Individualism is the one side in opposition to its opposite, while collectivism is the extent to which individuals are incorporated into groups. Malaysia has a much great focus on the group with a rating of 63 on the Hefstede’s matrix in terms of how individualized the population is. This result would mean that Malaysia is a high context society where leadership within the group is of extreme important. The case states at one point the top Malaysian managers did not attend some of the negotiations, namely the very last meeting before the process broke down. Without top management involved, lower level Malaysian managers within the negotiation process may have felt weaken by the loss of their leadership.

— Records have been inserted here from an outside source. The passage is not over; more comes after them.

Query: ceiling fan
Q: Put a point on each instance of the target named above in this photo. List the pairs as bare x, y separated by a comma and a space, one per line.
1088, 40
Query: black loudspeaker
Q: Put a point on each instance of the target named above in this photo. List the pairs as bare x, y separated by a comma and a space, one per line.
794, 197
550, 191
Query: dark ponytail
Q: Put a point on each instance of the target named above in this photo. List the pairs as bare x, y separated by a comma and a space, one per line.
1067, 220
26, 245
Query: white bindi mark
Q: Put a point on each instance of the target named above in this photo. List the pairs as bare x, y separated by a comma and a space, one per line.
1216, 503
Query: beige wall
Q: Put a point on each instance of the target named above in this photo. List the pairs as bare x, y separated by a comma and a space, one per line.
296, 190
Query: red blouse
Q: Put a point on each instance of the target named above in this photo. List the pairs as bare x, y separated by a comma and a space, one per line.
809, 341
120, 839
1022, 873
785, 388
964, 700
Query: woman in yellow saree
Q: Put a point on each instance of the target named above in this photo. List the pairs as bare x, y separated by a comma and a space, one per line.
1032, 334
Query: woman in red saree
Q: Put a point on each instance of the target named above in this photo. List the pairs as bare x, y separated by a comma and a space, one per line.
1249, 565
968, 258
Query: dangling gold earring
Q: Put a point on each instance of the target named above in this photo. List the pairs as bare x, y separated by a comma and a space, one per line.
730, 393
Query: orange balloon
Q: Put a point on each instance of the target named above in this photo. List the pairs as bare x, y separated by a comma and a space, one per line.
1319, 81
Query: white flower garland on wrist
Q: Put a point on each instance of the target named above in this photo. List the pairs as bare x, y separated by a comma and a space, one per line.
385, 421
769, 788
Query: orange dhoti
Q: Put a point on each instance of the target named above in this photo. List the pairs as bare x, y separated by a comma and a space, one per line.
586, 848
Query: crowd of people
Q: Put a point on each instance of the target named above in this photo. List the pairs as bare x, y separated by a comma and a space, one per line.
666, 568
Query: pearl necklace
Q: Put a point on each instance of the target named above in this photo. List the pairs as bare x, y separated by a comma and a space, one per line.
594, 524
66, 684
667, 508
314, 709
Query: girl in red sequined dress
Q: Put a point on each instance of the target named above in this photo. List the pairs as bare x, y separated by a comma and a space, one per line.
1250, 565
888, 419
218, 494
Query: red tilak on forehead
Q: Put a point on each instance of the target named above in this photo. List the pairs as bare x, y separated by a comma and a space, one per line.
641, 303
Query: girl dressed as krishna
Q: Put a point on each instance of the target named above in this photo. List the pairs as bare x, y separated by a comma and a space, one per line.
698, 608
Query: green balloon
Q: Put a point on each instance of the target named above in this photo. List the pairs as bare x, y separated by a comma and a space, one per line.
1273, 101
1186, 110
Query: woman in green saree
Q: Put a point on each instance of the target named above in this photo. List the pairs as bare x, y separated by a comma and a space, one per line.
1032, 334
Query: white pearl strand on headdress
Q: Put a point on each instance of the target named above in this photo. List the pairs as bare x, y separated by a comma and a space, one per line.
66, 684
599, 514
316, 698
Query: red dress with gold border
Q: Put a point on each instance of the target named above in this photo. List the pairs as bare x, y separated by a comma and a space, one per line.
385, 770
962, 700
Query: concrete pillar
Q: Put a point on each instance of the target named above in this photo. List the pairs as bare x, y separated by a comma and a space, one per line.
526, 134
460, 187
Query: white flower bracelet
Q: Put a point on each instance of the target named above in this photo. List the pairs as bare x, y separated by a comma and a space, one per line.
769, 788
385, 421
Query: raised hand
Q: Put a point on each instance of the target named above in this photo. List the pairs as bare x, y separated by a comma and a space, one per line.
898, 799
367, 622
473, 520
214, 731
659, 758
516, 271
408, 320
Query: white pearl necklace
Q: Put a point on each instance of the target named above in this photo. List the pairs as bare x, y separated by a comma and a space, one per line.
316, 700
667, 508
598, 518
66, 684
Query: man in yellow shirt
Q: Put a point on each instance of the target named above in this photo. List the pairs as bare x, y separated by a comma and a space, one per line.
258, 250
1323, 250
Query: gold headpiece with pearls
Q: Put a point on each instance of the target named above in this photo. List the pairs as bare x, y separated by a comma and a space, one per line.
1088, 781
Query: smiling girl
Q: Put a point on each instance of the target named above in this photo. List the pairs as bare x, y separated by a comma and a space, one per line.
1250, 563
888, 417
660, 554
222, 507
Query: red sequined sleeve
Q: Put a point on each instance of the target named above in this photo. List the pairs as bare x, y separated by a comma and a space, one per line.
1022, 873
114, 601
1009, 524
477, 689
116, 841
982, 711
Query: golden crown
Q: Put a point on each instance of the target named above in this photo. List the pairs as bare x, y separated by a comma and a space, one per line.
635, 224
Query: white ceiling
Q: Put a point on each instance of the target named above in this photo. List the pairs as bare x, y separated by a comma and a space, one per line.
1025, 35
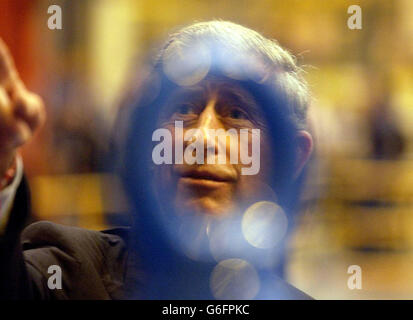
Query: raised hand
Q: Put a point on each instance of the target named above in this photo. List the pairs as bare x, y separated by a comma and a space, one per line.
21, 111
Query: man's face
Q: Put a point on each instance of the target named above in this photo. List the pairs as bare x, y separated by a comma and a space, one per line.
221, 188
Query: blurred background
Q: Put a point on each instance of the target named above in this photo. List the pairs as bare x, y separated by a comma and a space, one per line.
358, 202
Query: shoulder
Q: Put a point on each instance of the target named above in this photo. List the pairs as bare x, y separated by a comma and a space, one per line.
92, 262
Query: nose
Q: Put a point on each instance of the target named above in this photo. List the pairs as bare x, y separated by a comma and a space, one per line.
208, 120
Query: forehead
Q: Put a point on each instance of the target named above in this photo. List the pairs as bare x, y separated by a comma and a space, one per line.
220, 90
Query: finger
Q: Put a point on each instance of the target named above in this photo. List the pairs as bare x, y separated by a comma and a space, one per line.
13, 132
8, 72
6, 113
29, 108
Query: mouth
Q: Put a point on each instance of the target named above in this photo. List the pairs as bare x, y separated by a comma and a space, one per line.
203, 178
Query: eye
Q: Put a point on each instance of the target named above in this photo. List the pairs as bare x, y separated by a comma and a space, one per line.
236, 113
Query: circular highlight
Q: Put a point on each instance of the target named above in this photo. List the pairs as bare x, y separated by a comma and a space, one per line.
264, 224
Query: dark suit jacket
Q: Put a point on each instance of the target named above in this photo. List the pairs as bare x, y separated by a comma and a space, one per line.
95, 265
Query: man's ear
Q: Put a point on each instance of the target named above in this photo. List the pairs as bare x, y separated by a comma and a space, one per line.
304, 143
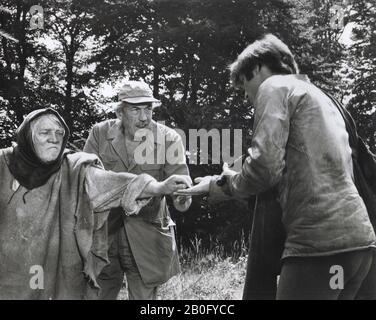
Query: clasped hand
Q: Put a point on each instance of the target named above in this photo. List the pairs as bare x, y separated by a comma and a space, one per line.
203, 183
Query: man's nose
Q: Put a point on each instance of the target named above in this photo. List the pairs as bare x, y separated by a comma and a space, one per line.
143, 116
53, 138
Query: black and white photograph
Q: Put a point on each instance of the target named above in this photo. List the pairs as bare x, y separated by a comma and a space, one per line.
187, 150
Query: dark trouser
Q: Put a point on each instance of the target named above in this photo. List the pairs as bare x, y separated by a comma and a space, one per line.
320, 278
122, 261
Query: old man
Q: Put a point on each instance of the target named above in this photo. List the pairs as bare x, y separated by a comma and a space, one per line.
53, 210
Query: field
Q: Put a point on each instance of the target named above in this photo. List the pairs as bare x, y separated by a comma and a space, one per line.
206, 275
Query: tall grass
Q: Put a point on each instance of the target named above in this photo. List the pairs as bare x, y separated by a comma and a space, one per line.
208, 273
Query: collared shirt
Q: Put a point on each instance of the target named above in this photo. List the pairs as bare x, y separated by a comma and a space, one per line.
300, 144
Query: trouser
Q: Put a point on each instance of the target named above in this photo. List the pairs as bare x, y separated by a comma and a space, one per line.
122, 261
344, 276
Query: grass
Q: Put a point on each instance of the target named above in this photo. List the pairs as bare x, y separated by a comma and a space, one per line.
207, 274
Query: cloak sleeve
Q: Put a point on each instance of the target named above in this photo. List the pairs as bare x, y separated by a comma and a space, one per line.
107, 189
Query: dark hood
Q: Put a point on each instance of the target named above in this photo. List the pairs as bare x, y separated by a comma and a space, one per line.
25, 165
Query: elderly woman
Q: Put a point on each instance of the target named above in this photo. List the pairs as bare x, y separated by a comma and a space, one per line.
53, 209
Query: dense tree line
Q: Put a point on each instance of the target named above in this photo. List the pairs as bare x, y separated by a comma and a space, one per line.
182, 48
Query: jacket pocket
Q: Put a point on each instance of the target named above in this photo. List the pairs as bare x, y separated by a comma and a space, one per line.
155, 170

We find Finland on the individualist side with a score of 26. Societies such as Finland’s we find that people are more focused on the development of individualistic persona and skills. This led to Finnish management team relying less on leadership and more on the ideas of each other being applied within the negotiation process. The result of this methodology being applied to the negotiation process led to one of their employees being sent home and possibly intimidating the leader-less Malaysian management.
From Noras perspective, accepting the terms proposed by Sakari enables it to fulfill the TMB’s contract. Furthermore Nora does not have to search for other companies and in essence start from scratch all over again. However, an obvious disadvantage is that some terms are not favorable to Nora.
Option 2: Terminating the negotiations
From Nora’s perspective, terminating negotiations would mean starting all over from scratch. It will take time for it to find another right partner, to enter into negotiations with it and to then plan and form a JV with the chosen partner. Time is already running short as under contract, Nora is obliged to install the digital exchanges in five years. The lack of time may also affect the choice of partner Nora makes in the future and that choice may not be the best one and best suited to the requirements of the company. There is also the possibility of the worst case scenario coming to pass whereby Nora fails to come to any agreement with the new chosen partner during the negotiations phase. The choices available to Nora are not as attractive since the solutions offered by companies other than Sakario aren’t as customized and hence serve not only urban environments but also rural ones. The solutions offered by companies other than Sakari are apparently not that adaptable and compatible either.